Nontrepreneurism Part 5 - Groupon Hari Kiri

Nontrepreneurism Part 5 - Groupon Hari Kiri

Continuing Discussion of: How Nontrepreneurism is Killing the U.S.

Benjamin Pimentel of MarketWatch reports Groupon to ‘significantly’ cut online marketing
"This appeared to be a dramatic reversal of an Aug. 25 email in which CEO Andrew Mason wrote the following: “We are currently spending more than just about any company ever on marketing. ... Why do we spend so much? The simple answer is ‘because it works.’ ” Mason did say in that August message that Groupon “eventually” would “ramp down marketing just as fast as we ramped it up,” adding, “We aren’t paying attention to marketing budget (just marketing ROI) in the way a normal company would, because we know that even if we wanted to continue to spend at these levels, we would eventually run out of new subscribers to acquire.”

Why is this Nontrepreneurial?

Products have a cost and a price. Groupon is great at lowering price, but not cost. The refrain is that people that try your product or service will become repeat customers is slowly being challenged. 

Ever notice that Apple products rarely go on sale?

SmartMoney covers the failure to retain: 50% Off?

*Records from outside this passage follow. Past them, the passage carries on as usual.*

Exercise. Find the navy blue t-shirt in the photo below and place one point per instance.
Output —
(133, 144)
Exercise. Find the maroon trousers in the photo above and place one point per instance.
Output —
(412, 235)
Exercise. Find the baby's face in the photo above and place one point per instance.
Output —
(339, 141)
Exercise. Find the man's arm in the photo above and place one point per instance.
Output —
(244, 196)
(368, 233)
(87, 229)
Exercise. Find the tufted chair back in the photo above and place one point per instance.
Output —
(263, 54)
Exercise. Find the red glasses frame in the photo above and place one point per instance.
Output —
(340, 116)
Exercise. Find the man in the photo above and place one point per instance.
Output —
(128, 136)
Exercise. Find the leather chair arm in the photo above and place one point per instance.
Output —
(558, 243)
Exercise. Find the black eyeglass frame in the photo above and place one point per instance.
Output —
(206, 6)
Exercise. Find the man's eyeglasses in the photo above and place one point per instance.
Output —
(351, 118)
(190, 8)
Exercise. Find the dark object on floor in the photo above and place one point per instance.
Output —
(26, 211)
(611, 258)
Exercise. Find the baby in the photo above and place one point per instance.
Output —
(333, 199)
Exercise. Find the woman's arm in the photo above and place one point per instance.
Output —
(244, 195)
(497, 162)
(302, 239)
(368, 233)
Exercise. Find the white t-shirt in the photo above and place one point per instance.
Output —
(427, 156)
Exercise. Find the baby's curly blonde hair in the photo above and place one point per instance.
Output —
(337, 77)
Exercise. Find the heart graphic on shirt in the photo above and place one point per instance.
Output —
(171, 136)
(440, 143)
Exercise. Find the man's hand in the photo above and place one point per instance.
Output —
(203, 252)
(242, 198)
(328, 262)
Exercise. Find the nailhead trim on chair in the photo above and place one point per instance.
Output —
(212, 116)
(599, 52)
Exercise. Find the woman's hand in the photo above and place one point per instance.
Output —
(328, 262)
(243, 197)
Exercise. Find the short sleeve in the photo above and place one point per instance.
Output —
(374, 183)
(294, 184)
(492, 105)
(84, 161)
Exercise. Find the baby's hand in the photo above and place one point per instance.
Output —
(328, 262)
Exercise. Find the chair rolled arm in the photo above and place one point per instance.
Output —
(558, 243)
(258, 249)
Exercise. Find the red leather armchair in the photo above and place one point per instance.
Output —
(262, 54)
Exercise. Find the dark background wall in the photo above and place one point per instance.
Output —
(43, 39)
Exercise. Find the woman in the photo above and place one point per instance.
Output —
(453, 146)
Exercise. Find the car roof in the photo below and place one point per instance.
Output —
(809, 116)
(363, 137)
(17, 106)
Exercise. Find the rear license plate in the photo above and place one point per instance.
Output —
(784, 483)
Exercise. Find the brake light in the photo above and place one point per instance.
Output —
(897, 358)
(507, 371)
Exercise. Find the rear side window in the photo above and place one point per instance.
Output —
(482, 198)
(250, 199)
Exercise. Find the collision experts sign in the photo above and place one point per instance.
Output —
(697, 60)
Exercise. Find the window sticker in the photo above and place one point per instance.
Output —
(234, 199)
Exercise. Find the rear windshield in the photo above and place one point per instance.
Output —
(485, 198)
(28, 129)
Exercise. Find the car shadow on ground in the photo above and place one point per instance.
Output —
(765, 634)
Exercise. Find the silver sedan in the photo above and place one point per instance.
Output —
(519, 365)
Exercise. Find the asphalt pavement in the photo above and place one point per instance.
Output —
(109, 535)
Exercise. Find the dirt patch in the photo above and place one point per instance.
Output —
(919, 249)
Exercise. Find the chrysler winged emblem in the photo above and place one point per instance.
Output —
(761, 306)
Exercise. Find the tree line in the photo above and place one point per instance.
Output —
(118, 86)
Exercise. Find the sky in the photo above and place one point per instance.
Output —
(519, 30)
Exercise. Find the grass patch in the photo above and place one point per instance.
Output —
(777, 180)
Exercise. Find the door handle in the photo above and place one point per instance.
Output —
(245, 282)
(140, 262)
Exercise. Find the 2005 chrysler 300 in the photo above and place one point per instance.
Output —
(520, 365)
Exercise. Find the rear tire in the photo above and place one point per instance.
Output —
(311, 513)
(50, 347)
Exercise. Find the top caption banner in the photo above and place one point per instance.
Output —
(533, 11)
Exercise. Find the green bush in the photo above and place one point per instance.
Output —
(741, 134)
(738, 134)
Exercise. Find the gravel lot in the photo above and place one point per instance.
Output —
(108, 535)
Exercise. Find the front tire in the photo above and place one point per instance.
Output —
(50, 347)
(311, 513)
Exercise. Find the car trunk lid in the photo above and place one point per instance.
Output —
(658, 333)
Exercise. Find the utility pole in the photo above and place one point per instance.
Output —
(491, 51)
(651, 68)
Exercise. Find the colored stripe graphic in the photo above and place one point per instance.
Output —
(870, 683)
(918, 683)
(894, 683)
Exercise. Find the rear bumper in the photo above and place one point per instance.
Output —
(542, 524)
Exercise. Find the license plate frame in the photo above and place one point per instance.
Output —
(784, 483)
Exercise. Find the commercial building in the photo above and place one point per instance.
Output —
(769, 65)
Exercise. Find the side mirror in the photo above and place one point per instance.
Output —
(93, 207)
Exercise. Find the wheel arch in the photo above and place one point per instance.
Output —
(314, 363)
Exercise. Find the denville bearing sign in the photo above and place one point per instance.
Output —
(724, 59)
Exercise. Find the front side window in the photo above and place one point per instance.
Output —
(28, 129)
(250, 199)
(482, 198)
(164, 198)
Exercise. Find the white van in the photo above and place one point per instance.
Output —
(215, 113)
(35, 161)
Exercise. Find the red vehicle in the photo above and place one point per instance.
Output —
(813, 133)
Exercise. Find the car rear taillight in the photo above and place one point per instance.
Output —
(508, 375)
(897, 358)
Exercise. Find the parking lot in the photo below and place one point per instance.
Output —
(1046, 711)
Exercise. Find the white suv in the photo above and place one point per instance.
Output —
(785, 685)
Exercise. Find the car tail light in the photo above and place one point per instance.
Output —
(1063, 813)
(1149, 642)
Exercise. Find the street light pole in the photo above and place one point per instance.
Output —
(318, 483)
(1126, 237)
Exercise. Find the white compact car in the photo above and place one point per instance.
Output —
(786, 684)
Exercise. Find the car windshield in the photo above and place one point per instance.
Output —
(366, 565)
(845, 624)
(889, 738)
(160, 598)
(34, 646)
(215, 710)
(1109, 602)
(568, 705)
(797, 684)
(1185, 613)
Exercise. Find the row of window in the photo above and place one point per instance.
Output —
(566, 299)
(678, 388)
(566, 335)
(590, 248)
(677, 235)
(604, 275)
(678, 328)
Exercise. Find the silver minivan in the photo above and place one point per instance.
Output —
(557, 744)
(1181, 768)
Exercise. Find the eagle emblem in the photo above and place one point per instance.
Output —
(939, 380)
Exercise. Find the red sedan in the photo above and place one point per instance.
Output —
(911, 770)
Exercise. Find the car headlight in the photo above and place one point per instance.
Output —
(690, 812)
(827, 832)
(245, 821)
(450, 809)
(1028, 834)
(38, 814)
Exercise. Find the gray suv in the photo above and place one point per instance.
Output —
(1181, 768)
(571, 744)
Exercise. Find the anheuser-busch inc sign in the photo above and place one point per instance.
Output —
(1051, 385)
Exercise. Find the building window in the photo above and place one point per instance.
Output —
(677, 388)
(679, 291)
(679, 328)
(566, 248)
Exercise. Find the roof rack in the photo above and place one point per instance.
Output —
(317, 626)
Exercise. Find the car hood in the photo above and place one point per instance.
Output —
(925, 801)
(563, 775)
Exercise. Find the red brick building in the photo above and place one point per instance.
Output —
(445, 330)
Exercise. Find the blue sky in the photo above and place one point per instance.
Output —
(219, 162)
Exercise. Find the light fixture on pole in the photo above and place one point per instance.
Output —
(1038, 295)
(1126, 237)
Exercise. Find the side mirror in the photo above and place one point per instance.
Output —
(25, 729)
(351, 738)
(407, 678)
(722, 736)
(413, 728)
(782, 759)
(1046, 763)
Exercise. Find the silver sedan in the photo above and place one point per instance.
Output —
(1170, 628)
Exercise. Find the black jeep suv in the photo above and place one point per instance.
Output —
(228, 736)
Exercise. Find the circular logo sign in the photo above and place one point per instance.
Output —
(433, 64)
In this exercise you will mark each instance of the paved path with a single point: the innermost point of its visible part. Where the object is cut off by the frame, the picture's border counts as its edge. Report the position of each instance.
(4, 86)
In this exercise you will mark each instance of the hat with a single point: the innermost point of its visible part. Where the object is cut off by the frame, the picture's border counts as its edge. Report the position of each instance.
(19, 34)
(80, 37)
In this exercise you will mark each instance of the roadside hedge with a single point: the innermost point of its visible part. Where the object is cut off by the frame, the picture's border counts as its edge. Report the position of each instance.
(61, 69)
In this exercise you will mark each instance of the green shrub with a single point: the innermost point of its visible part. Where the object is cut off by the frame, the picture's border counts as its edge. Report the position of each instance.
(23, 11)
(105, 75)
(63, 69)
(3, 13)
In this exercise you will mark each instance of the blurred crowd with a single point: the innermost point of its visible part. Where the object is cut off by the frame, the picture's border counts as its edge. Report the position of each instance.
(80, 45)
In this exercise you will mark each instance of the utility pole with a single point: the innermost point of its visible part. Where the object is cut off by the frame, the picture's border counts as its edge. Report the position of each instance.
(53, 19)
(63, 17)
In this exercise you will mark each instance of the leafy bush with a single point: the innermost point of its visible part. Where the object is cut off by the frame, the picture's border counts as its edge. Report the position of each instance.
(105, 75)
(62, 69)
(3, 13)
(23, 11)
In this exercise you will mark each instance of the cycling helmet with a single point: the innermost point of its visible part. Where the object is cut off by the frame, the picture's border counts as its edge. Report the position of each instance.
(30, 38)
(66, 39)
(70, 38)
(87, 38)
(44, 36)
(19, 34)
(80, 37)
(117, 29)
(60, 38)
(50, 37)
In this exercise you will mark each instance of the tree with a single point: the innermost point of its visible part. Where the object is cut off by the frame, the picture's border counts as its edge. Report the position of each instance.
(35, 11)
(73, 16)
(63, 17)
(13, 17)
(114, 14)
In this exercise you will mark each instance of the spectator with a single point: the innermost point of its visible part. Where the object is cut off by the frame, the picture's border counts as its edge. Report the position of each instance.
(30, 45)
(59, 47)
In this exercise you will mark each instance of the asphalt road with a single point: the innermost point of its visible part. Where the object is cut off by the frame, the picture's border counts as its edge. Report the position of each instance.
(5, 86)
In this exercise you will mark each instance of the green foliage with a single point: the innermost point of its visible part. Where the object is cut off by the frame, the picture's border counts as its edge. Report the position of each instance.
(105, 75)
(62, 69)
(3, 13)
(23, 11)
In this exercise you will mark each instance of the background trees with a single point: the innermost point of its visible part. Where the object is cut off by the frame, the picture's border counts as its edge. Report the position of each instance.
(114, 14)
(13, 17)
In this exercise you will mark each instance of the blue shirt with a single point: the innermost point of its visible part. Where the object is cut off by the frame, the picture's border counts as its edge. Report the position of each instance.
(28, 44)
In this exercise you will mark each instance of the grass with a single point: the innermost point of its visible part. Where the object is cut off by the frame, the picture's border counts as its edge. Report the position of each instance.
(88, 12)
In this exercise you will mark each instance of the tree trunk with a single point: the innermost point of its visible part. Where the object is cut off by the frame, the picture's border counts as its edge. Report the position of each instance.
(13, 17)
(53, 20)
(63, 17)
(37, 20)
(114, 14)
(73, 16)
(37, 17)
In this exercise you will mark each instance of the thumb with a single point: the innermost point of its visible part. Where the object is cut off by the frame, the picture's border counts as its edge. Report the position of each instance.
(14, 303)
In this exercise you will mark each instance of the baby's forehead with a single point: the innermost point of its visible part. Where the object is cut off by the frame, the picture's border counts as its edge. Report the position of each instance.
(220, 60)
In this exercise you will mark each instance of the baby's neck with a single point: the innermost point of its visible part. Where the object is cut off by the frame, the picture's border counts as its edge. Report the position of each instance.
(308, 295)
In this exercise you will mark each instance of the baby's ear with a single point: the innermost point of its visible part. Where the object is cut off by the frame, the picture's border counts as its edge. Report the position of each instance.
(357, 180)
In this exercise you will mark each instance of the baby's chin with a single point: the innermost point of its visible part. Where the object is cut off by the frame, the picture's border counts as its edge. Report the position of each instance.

Repeat Groupon Customers Can Do Better:   
"The program is likely meant to entice more businesses than consumers. Judging by the several hundred sites on the market, consumers just can’t get enough of 50%-off facials, kickboxing, Thai takeout and other cheap luxuries. Yet studies show that less than a quarter of customers go back to that business for a second, full-price visit. And why would they, when there’s another spa, gym, or restaurant offering that enticing 50%-off deal? That poses a problem for sites trying to entice retailers, and retailers hoping to gain new customers by offering that steep discount.

Smart Businesses Learn Quickly

If my inbox is representative, the discounts are becoming less enticing (beekeeping classes, concealed firearms classes, and cosme-ceutical offers). I liken the offers to the Amazon's "Today's Deal, Best Deal Widget" - where Jewelry is constantly 70-80% off. I guarantee you that I will never pay full price for standard (non-differentiated) items. 

If you have a terrific (differentiated) product or service why would you discount it by 75%? Social Media (i.e. YELP) should be driving traffic to you. What are the margins built into your product/service if you can consistently sell at 75% off?

Basic Business Question:

How long can you attempt to attract customers at 70-80% off?

Groupon is cutting their advertising budget, but encouraging to continue to buy their advertising and cut your prices, on the hopes of customer acquisition (which happens with each 75% off sale) and customer retention (which appears to be less likely at full price). 

Bottom Line:

Watch what they do, not what they say - although, in this case, they finally admit their limitations.